As investments in wind and solar power climb, backing major hydropower projects may be seen as a risky bet in a warming world, as studies show that reservoirs may be major sources of methane emissions and climate change itself could make rain and snowfall less certain in some regions.
An indicator of where renewables investors are focusing their attention, large hydropower was left out of a major United Nations and Bloomberg report published this week showing that global investments in renewables spiked 17 percent in 2014.
The Glen Canyon Dam on the Colorado River in Arizona.
Last year, as costs for wind and solar projects fell and investors saw their potential for reducing greenhouse gas emissions, investments in wind, solar, biomass, geothermal, and small hydropower projects totaled about $270 billion in 2014, up from $231 billion in 2013, according to the report.
Those numbers exclude investments in major hydropower projects — along the lines of the Hoover Dam on the Colorado River or the giant Three Gorges Dam built recently on the Yangtze River in China — that can generate more than 50 megawatts of electricity.
Yet hydropower figures prominently in how some states and countries are addressing climate change by reducing their dependency on fossil fuels. Costa Rica, for example, announced recently that all of its electricity will be renewable in 2015 thanks in large part to hydropower. In the U.S., which gets 6 percent of its electricity from hydro, Burlington, Vt., announced it would be fully running on renewables in 2015 after buying a hydropower plant last year. 2014 also saw the commissioning of the 13.9-gigawatt Xiluodu hydropower project in China, and other large hydro projects were financed in Angola, Costa Rica and Laos.
In the eight years Bloomberg and the UN have tracked global renewables investing in an annual report, large hydro has never been included.
“There’s a question about sustainability,” Angus McCrone, chief editor of Bloomberg New Energy Finance and chief editor of the report, said. “And the other issue is, it’s a very mature technology. If you’re looking at trends in new renewables, the picture doesn’t come in any clearer if you’ve put in numbers of large hydro.”
Bloomberg estimates that investments were made on between 15-20 gigawatts of large hydro in 2014, equalling about a third of global solar power investments, down from 20-25 gigawatts the previous year.
Investments in small hydro, projects that generate between 1 and 50 megawatts of electricity, also shrank last year, partly because of drought fears.

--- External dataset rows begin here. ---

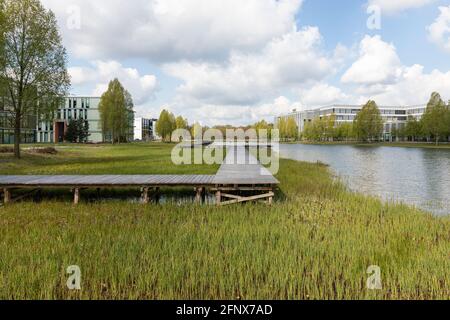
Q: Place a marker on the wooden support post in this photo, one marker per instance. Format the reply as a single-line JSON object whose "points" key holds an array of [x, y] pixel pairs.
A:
{"points": [[76, 196], [145, 195], [203, 195], [198, 195], [157, 195], [7, 195], [218, 197]]}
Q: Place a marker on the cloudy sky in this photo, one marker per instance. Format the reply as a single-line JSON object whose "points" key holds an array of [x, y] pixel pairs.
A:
{"points": [[238, 61]]}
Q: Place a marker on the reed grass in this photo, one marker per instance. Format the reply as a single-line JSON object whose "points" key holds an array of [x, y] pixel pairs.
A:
{"points": [[315, 242]]}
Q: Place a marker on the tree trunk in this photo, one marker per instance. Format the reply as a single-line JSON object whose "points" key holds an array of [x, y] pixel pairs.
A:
{"points": [[17, 135]]}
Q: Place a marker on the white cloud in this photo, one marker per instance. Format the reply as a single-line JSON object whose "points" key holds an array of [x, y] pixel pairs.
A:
{"points": [[286, 62], [168, 30], [379, 75], [414, 87], [439, 31], [378, 63], [322, 94], [213, 114], [395, 6], [98, 75]]}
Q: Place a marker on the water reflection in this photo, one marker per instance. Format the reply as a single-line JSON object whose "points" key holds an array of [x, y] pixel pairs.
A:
{"points": [[415, 176]]}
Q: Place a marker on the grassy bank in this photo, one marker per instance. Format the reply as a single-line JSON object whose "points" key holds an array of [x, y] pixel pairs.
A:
{"points": [[384, 144], [315, 242], [140, 158]]}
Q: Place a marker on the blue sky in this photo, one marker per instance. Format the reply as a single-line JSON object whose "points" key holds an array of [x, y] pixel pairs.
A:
{"points": [[237, 62]]}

Most small hydro projects were in developing countries, particularly sub-Saharan Africa and Latin America, where small hydropower plants serve as a major source of electricity, according to the report. But as other countries looked for ways to reduce their vulnerability to drought, they began looking toward wind, solar and other renewables, driving a 21 percent decrease in investments in small hydroelectric projects in 2014.
McCrone said Bloomberg expects between about 16 and 40 gigawatts of hydroelectric generating capacity to be built each year through 2020.
Large hydro projects will likely be built in the coming years, especially in Africa and Asia, while the U.S. is entering an era of dam decommissioning or refurbishment rather than construction of new hydroelectric dams, said David Michel, director of environmental security for the Stimson Center, a Washington, D.C.-based and partly UN- and U.S. government-funded think tank focusing on water management, climate change and national security.
Flood water is released from spillways of the Three Gorges Dam on September 19, 2014 in Yichang, Hubei Province of China.
“On a global basis, it’s a risk factor of uncertainty,” he said.
Hydropower dams are long-term investments that last many decades, and climate models show that precipitation may become less certain in some areas, making a decision to build new hydro projects difficult for governments and private investors, he said.
The historic California drought is an example of how changing rain and snowfall patterns, possibly fueled by climate change, are affecting hydropower projects. The drought has caused a 60 percent drop in hydroelectric power generation in California as reservoirs dry up amid the drought. That inability to produce hydropower has forced Pacific Gas and Electric, one of the state’s major utilities, to impose a 1.5 percent rate increase to offset the loss in hydropower, according to the Sacramento Bee.
As the renewables investment report suggests by excluding large hydro, future investments in hydropower will focus on small projects because they cost less to build, Michel said.
Small hydro projects also have less local environmental impact than larger projects and less money is at stake if climate change makes a small project obsolete.
“The next Hoover Dam is not something we’re going to see in our lifetimes,” Michel said.